De alvleesklier

Synoniemen

Medisch: pancreas Engels: pancreas

Anatomie

De alvleesklier is een klier van ongeveer 80 g, 14 tot 18 cm lang en bevindt zich in de bovenbuik tussen de dunne darm en milt. Het bevindt zich eigenlijk niet in de buikholte, maar eerder ver naar achteren, direct voor de wervelkolom. In tegenstelling tot veel andere organen van het maagdarmkanaal, is het niet bedekt met de huid langs de buikholte (buikvlies). Vanwege zijn uiterlijk is de hele klier verdeeld in hoofd (caput), lichaam (corpus) en staart (cauda).

Pancreas positie

De alvleesklier ligt kruiselings in de bovenbuik. Tijdens de embryonale ontwikkeling wordt het volledig bedekt door de buikvlies (intraperitoneale positie), maar verandert tijdens de groei van positie en kan na de geboorte achter het peritoneum worden gevonden (secundaire retroperitoneale positie). De alvleesklier ligt daarom in de zogenaamde retroperitoneale ruimte en wordt aan de rechterkant begrensd door de lever, aan de linkerkant bij de milt en anterieur (lat.

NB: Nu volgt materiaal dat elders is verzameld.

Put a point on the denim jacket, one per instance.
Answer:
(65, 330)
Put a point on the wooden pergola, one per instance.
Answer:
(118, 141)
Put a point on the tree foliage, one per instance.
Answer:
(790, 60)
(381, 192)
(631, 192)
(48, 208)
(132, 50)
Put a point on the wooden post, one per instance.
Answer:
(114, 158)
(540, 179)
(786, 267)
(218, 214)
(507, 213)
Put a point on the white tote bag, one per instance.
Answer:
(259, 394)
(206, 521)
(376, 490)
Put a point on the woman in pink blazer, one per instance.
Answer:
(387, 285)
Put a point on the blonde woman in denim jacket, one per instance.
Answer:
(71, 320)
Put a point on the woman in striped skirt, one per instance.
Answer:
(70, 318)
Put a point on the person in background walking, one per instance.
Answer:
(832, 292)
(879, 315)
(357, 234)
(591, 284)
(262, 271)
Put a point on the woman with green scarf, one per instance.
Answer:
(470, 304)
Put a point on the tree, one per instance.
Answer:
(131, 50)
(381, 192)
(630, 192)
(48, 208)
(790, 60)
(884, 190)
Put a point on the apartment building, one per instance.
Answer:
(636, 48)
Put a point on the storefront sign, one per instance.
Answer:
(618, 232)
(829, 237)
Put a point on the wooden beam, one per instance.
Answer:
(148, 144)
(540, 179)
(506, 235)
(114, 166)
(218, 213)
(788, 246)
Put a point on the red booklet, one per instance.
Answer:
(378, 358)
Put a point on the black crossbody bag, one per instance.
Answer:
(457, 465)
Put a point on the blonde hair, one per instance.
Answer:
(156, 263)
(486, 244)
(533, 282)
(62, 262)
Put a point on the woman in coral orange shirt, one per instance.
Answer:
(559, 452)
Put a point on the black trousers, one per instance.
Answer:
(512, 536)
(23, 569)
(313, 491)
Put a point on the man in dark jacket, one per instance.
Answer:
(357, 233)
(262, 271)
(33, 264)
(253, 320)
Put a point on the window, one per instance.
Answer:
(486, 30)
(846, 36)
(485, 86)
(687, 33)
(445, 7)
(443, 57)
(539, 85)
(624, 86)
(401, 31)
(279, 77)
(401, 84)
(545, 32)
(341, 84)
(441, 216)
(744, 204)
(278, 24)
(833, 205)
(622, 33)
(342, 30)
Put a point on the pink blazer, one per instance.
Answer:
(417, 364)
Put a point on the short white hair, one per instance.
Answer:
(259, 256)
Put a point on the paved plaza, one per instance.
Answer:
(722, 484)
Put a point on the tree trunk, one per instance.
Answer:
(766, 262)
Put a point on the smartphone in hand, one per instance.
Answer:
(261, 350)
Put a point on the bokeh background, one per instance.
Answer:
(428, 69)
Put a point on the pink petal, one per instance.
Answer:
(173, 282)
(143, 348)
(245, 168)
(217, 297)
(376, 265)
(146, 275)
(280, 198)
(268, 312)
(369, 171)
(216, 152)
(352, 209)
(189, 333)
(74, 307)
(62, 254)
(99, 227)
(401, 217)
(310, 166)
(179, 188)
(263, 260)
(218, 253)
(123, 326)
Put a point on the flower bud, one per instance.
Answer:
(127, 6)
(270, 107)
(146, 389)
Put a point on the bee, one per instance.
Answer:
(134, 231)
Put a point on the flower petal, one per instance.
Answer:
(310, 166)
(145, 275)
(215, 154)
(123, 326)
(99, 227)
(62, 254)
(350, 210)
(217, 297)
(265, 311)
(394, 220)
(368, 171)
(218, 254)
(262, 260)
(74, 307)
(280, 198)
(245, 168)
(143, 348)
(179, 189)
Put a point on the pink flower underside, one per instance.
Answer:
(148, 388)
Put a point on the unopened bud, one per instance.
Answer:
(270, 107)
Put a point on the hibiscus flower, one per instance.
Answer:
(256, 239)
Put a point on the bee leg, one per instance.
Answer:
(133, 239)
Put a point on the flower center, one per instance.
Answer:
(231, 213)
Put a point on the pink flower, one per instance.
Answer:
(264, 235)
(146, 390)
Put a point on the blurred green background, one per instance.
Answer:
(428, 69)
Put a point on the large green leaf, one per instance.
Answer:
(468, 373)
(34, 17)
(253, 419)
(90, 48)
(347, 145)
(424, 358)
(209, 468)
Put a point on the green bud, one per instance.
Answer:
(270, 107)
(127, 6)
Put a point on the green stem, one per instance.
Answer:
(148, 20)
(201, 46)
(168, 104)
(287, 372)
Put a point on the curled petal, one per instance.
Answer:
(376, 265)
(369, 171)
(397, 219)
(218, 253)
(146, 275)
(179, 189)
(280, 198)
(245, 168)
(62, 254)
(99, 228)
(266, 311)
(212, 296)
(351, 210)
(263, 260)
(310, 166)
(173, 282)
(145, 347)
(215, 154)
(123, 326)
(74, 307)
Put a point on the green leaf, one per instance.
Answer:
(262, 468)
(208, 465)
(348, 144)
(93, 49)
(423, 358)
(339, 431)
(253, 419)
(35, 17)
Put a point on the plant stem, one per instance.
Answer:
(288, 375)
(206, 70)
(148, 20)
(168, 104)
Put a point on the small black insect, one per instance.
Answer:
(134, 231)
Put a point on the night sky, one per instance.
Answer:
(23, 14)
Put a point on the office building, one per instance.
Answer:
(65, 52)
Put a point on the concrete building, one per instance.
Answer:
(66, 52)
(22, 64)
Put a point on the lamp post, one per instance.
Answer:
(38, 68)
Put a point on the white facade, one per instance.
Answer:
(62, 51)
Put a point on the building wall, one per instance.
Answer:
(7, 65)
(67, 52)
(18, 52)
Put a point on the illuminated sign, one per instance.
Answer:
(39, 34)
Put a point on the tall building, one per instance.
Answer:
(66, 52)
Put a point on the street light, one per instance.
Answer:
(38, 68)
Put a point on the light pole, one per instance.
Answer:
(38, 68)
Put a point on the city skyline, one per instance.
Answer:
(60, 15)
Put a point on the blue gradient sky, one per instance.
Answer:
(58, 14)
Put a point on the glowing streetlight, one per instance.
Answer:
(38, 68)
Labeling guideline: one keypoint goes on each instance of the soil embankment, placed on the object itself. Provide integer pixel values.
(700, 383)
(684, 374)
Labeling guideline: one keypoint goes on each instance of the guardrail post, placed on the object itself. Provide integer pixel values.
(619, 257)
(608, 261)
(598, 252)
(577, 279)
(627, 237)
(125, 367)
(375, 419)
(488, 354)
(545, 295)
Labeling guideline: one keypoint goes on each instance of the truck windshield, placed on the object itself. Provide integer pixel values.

ventraal) door de maag. Daarnaast zijn er hechte buurtrelaties aan de aorta, de inferieure vena Cava en twaalfvingerige darm. De C-vormige lus van de twaalfvingerige darm frames de hoofd van de alvleesklier (Caput pancreatis).

De overige delen van de klier hebben ook nauwe anatomische relaties met specifieke structuren van de buikholte. Het grote lichaam van de alvleesklier (corpus) loopt dus door de bovenbuik en kruist de wervelkolom in het gebied van de tweede lumbale wervel. De alvleesklierstaart beweegt zo ver naar de linker bovenbuik dat hij in de buurt komt van de linkerkant nier en milt. Een kleine zak van de alvleesklier (Processus uncinatus) bevindt zich tussen de hoofd en het lichaam en staat in een positionele relatie tot de belangrijkste schepen voor het voeden van het darmkanaal (Arteria et Vena mesenterica superior).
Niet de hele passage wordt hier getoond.